Tribunal Administratif de Nancy — Décision N° TA54-2202023

jeudi 21 juillet 2022

JuridictionTribunal Administratif de Nancy
SectionTribunal Administratif de Nancy
N° DossierTA54-2202023
TypeDécision
RecoursExcès de pouvoir
PublicationC
FormationReconduites à la frontière
Avocat requérantSCP NOIRJEAN - GIRARD - BOUDIBA - GANTOIS - GRAILLOT

Texte intégral

Vu la procédure suivante:

Par une requête et un mémoire, enregistrés les 16 juillet 2022 à 11 heures 38 et

20 juillet 2022, M. F B demande au tribunal :

1°) d'annuler l'arrêté du 15 juillet 2022 par lequel le préfet du Doubs l'a obligé à quitter le territoire français, sans délai, a fixé le pays à destination duquel il sera reconduit et lui a interdit de retourner sur le territoire français pour une durée de trois années ;

2°) d'enjoindre au préfet du Doubs de lui délivrer une autorisation provisoire de séjour, sous astreinte de 150 euros par jour de retard, dans un délai de quinze jours à compter de la notification du jugement à intervenir, en application des articles L. 911-2 et L. 911-3 du code de justice administrative ;

3°) de mettre à la charge de l'Etat la somme de 2 000 euros sur le fondement combiné des articles L. 761-1 du code de justice administrative et 37 de la loi du 10 juillet 1991.

Il soutient que :

- les décisions ont été prises par une autorité incompétente ;

- les décisions ne sont pas suffisamment motivées ;

- les décisions n'ont pas été notifiées dans une langue qu'il comprenait ;

En ce qui concerne l'obligation de quitter le territoire français :

- le préfet n'a pas procédé à un examen particulier de sa situation personnelle ;

- la décision porte une atteinte disproportionnée à sa vie privée et familiale ;

- la décision contestée méconnaît les stipulations du 7) de l'article 6 de l'accord

franco-algérien ;

- en méconnaissance de l'article 41 de la charte des droits fondamentaux de l'Union européenne, il n'a pas pu faire valoir ses observations ;

- en méconnaissance des dispositions du 9 ° de l'article L. 611-3 du code de l'entrée et du séjour des étrangers et du droit d'asile, le préfet a commis une erreur d'appréciation en ne saisissant pas le médecin de l'Office français de l'immigration et de l'intégration et en prenant une mesure d'éloignement compte tenu de la gravité de son état de santé ;

- la décision a été prise en méconnaissance de l'article L. 435-1 du code de l'entrée et du séjour des étrangers et du droit d'asile ;

- son comportement ne constitue pas une menace pour l'ordre public ;

En ce qui concerne le refus d'un délai de départ volontaire :

- son comportement ne constitue pas une menace pour l'ordre public ;

- il ne présente pas de risque de fuite ;

En ce qui concerne le pays de destination :

- la décision est illégale par voie de conséquence ;

- la décision méconnaît les articles 3 et 8 de la convention européenne de sauvegarde des droits de l'homme et des libertés fondamentales ;

En ce qui concerne l'interdiction de retour sur le territoire français :

- la décision est illégale par voie de conséquence ;

- le préfet a commis une erreur dans l'appréciation des circonstances humanitaires en prononçant à son encontre une décision d'interdiction de retour ;

- le préfet a commis une erreur d'appréciation de la durée de l'interdiction de retour.

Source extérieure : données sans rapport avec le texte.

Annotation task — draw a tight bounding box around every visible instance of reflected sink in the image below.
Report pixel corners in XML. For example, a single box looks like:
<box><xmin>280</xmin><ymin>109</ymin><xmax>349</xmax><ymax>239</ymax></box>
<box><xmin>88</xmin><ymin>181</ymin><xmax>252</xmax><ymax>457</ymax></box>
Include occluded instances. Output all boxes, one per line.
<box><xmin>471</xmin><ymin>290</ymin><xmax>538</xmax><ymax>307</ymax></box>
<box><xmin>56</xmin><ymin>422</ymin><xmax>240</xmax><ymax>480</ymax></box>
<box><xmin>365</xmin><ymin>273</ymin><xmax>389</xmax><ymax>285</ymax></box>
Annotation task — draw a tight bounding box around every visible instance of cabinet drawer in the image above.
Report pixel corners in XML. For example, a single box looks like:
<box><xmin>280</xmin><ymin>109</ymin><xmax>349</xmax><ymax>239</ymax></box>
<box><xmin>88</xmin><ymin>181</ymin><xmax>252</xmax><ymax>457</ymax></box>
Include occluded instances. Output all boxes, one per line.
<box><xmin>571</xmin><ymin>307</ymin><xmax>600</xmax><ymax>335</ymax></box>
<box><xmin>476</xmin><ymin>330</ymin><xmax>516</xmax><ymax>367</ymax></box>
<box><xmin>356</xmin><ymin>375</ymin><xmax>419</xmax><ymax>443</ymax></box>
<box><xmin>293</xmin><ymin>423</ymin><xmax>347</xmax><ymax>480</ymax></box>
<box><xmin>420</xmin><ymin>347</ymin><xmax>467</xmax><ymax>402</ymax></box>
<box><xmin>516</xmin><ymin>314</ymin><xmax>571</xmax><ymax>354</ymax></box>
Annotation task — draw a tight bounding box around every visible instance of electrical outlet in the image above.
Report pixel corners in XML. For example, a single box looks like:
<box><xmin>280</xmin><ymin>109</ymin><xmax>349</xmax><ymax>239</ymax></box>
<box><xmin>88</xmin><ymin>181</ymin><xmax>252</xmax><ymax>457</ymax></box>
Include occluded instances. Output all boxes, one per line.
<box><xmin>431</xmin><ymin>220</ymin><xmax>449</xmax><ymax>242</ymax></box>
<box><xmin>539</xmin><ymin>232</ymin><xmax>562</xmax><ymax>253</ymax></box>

Par un mémoire en défense, enregistré le 20 juillet 2022, le préfet du Doubs conclut au rejet de la requête.

Il soutient que les moyens soulevés par M. B ne sont pas fondés.

Vu les autres pièces du dossier.

Vu :

- la convention européenne de sauvegarde des droits de l'Homme et des libertés fondamentales ;

- la charte des droits fondamentaux de l'Union européenne ;

- le code de l'entrée et du séjour des étrangers et du droit d'asile ;

- la loi n° 91-647 du 10 juillet 1991 modifiée ;

- le code de justice administrative.

La présidente du tribunal a désigné M. Denizot, premier conseiller, pour exercer les pouvoirs qui lui sont attribués par les articles L. 572-5, L. 572-6, L. 614-5, L. 614-6, L. 614-9,

L. 614-11, L. 614-12, L. 614-15, L. 615-2, L. 623-1, L. 732-8, L. 754-4 du code de l'entrée et du séjour des étrangers et du droit d'asile.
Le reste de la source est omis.